Every writer knows that time is always more precious than money, and like many others out there, I’ve spent a hell of a long time developing the kind of career that will allow me to focus on my ‘passion projects’ whilst covering the bills.
But as numerous successful professional writers have told me, it really doesn’t matter what you do for a living – you can even be comfortable enough to not need to work, have little or no family commitments and all the time in the world and you may still find that you can’t write a word.

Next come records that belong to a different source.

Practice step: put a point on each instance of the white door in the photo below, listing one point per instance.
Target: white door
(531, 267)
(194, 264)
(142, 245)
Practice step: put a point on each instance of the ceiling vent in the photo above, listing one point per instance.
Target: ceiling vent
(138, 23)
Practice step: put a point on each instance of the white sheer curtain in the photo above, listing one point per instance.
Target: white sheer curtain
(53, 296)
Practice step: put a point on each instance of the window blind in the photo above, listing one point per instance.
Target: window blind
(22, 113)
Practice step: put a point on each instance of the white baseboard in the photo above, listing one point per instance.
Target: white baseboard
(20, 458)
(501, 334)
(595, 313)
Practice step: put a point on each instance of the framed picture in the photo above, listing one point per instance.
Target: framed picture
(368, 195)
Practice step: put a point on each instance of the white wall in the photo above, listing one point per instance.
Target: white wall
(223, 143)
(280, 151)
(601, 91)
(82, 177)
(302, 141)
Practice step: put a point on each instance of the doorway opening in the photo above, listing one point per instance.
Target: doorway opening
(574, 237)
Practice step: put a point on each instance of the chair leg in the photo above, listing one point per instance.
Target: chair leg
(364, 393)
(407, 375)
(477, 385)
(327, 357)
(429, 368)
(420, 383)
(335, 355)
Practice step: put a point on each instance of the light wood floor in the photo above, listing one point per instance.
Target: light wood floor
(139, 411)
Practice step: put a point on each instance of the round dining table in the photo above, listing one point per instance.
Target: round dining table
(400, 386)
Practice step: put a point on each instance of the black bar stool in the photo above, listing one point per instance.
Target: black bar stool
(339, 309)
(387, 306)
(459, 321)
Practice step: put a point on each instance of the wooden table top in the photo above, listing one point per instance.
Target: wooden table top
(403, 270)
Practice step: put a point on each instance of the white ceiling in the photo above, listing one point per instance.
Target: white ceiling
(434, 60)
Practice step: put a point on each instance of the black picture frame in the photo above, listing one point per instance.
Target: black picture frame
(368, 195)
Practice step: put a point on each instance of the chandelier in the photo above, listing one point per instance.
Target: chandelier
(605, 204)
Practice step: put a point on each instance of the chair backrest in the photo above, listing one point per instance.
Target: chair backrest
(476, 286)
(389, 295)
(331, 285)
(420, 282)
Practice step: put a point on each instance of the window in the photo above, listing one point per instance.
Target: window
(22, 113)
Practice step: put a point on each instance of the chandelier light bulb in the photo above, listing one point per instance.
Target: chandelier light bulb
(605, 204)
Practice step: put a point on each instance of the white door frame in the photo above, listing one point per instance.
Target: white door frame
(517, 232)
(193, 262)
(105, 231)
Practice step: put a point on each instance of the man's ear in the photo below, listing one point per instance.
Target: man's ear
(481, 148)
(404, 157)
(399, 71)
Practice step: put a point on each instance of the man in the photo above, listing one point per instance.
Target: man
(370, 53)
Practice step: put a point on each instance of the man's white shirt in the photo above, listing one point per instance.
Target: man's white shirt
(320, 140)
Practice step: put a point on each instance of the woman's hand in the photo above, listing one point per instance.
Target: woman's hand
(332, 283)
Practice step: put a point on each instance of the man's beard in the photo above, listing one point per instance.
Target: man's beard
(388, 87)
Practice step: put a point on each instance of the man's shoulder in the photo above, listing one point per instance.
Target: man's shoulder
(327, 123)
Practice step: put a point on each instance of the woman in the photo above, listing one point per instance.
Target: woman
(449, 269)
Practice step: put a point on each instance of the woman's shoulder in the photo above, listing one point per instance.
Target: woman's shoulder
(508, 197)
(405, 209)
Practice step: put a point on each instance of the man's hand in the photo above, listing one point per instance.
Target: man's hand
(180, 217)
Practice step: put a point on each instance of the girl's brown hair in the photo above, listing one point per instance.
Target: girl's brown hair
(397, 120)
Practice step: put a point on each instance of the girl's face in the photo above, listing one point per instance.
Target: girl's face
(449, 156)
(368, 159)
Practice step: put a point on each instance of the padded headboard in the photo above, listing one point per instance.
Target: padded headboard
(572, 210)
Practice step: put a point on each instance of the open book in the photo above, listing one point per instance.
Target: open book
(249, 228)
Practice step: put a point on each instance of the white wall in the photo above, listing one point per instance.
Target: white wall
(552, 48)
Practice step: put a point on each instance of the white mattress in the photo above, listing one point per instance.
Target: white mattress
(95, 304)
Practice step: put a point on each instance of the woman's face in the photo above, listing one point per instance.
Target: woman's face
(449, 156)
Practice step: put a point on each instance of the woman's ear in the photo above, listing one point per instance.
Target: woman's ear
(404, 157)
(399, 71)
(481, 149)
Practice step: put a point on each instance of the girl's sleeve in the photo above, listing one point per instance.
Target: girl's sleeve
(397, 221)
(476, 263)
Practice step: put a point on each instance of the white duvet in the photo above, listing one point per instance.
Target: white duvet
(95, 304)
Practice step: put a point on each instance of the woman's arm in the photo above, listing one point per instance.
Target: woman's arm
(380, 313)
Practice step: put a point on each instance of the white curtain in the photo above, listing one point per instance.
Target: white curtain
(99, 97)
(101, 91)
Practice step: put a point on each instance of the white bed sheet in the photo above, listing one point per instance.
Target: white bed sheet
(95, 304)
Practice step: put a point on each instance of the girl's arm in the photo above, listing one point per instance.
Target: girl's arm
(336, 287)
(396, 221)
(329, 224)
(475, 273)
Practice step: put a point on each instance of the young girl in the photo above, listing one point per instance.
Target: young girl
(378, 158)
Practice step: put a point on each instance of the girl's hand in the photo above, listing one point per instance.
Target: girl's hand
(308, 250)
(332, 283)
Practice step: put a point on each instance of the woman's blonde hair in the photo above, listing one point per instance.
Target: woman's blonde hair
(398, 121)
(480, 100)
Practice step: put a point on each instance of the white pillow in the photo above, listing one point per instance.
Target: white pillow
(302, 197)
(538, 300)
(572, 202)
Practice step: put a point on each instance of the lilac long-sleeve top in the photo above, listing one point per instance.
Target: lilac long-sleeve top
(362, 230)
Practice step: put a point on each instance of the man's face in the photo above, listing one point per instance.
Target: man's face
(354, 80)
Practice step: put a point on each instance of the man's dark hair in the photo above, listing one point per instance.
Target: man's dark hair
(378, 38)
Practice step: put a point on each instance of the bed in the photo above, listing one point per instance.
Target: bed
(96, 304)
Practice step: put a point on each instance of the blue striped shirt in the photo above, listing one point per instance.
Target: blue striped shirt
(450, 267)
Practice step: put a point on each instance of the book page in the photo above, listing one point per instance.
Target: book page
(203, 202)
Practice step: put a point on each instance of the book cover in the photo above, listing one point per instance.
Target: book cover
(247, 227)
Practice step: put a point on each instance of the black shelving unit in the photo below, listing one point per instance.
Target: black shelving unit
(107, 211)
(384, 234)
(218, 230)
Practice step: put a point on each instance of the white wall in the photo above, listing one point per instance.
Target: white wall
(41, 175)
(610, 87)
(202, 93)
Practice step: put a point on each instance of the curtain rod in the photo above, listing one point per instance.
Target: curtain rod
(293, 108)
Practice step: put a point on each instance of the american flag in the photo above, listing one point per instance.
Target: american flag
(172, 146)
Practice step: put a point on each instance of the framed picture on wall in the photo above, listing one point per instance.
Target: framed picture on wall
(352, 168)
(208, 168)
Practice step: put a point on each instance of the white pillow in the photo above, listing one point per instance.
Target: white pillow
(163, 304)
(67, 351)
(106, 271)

The physical act of putting pen to paper is only the final phase of writing; the real magic is sparked by the way you observe your own interior universe as well as the world around you. Your perspective is unique, and it’s your ability to bring your ideas from the hazy edges of your imagination and give them solid form that will lead to the discovery of ‘personal voice’. When you can observe the formation of your perspective in action and record it in language that is accessible to others, and when you can inspire an understanding of your ideas in your readers, you will in my opinion have succeeded as a writer.
For me, meditation and practice of mindfulness techniques hold the key to a huge pool of creative energy that has my pen racing across the page to keep up with the ‘light bulb moments’ in progress. When I’m able to stay present in each moment, none of the mundane clatter of everyday life matters. It’s no longer an insufferable distraction that keeps me from writing, because each moment that passes contributes in some way or another to an aspect of my story.
The last year and a half has been incredibly busy and stressful career-wise for me, and at times I’d be pulling my hair out with frustration at the long hours, the stress and the uncertainty that I felt was always keeping me from writing. But by staying with those feelings and experiencing my circumstances as if I was living a story, I began to discover that I always did have time to write, whether it was a few minutes on a bench after the morning commute at rush hour, seconds grabbed to note down a few words during the craziness of the working day or just trigger words scrawled on the back of receipts that would remind of what I wanted to write next. And yes this may be nuts, but I even talk to myself and record it using an app on my smartphone, which I connect to my headphones and happily babble away to myself whilst getting stuff done! When you do manage to get half an hour to put all this together, you’ll suddenly realise that you’ve finished a draft of a chapter!
You don’t need time to write, you just need presence.